C‐di‐GMP accumulation promotes complex formation of PgaC and PgaD resulting in synthesis and secretion of the biofilm matrix exopolysaccharide poly‐GlcNAc (PGA). Among the diguanylate cyclases (which carry GGDEF domains) in E. coli, mainly YdeH is involved in generating c‐di‐GMP that binds simultanously to the membrane‐inserted proteins PgaC and PgaD. C‐di‐GMP binding stabilizes the PgaCD complex, activates its glycosyltransferase activity and allows secretion of the product PGA. Without c‐di‐GMP bound, PgaD is subject to proteolysis. Circles with numbers symbolize the transmembrane alpha helices of PgaC and PgaD as seen perpendicular to the plane of the cytoplasmic membrane. For further details, see text.

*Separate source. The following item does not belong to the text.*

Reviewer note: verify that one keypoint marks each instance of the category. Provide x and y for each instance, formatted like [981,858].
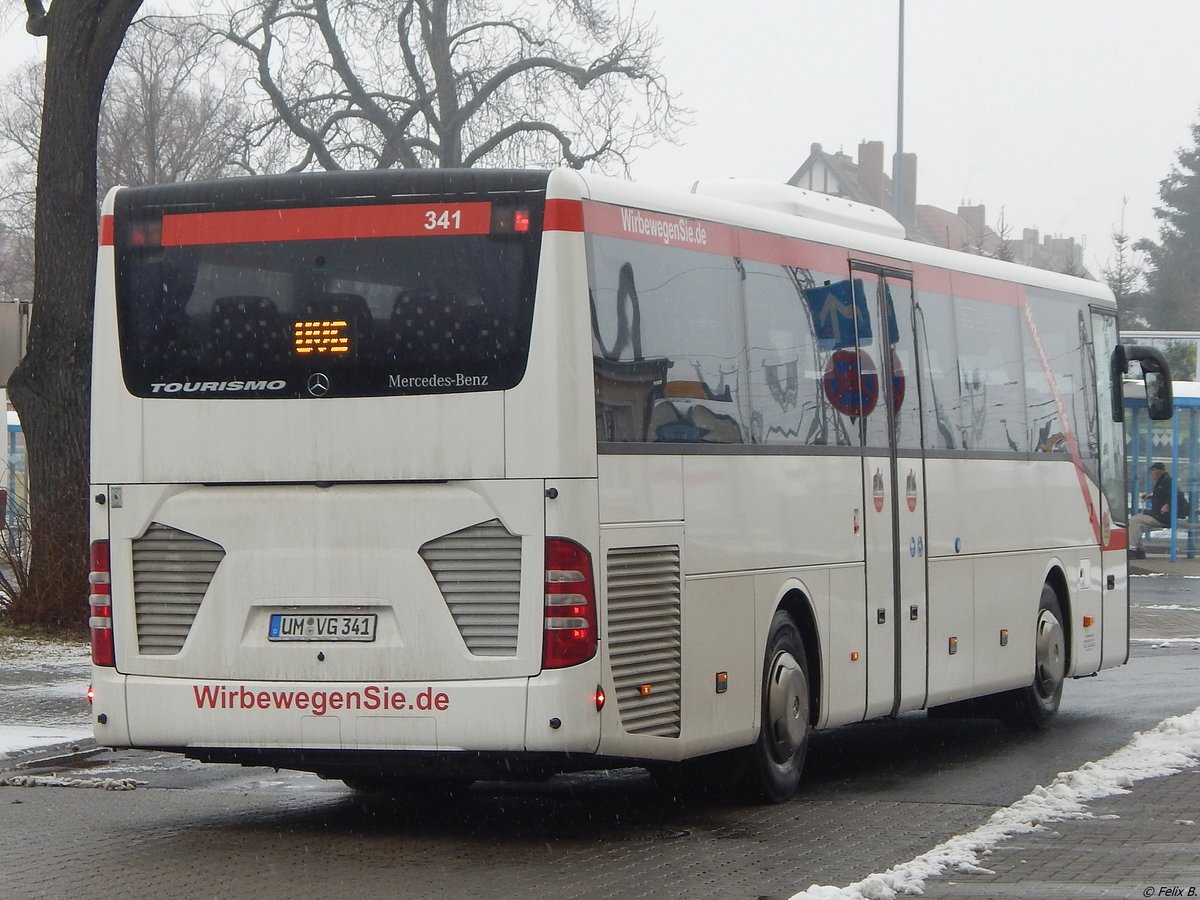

In addition, it was observed that PgaD is degraded when the cellular c‐di‐GMP production is low (in mutants that lack the DGC YdeH alone or in combination with additional DGCs). This suggests a powerful mechanism for the shut‐off of PGA synthesis and secretion that can only be reversed by resynthesis of PgaD. This synthesis, however, requires the sustained inhibition of the RNA‐binding protein CsrA by two small RNAs, CsrB and CsrC (Suzuki et al, 2002)—otherwise, CsrA would interfere with the translation of pgaABCD mRNA (Wang et al, 2005). CsrA is actually a global regulator that binds to many mRNAs, including that of the DGC YdeH, which is also downregulated (Jonas et al, 2008). In other words, regulation by the RNA‐based Csr system combined with PgaD proteolysis provides a fine‐tuned and highly dynamic regulatory checkpoint for rapidly and efficiently turning on and off PGA synthesis in response to still unknown environmental and/or stress conditions.

Overall, the study by Steiner et al (2012) demonstrates a novel mechanism of c‐di‐GMP action that extends the currently known functional repertoire of second messengers and provides a conceptual framework for the future analysis of other and often more complex synthesis machineries for biofilm‐related exopolysaccharides. Future challenges with the PGA system include the structural analysis of the c‐di‐GMP‐modulated PgaCD complex to unravel mechanistic aspects in greater detail. Also, the question arises why a distinct DGC, that is, YdeH, seems to have relative priority over other DGCs in activating the Pga system. Although in terms of expression, YdeH is one of the minor DGCs (Sommerfeldt et al, 2009), its expression and possibly its activity are stimulated under the particular conditions where CsrA is inactivated and PGA production is turned on; alternatively, YdeH signalling in PgaCD activation could be more direct. In any case, it may be predicted that bacterial second messengers and, in particular, c‐di‐GMP will continue to surprise us with much more complex and diverse mechanisms of action than ever anticipated.

Conflict of Interest

The author declares that she has no conflict of interest.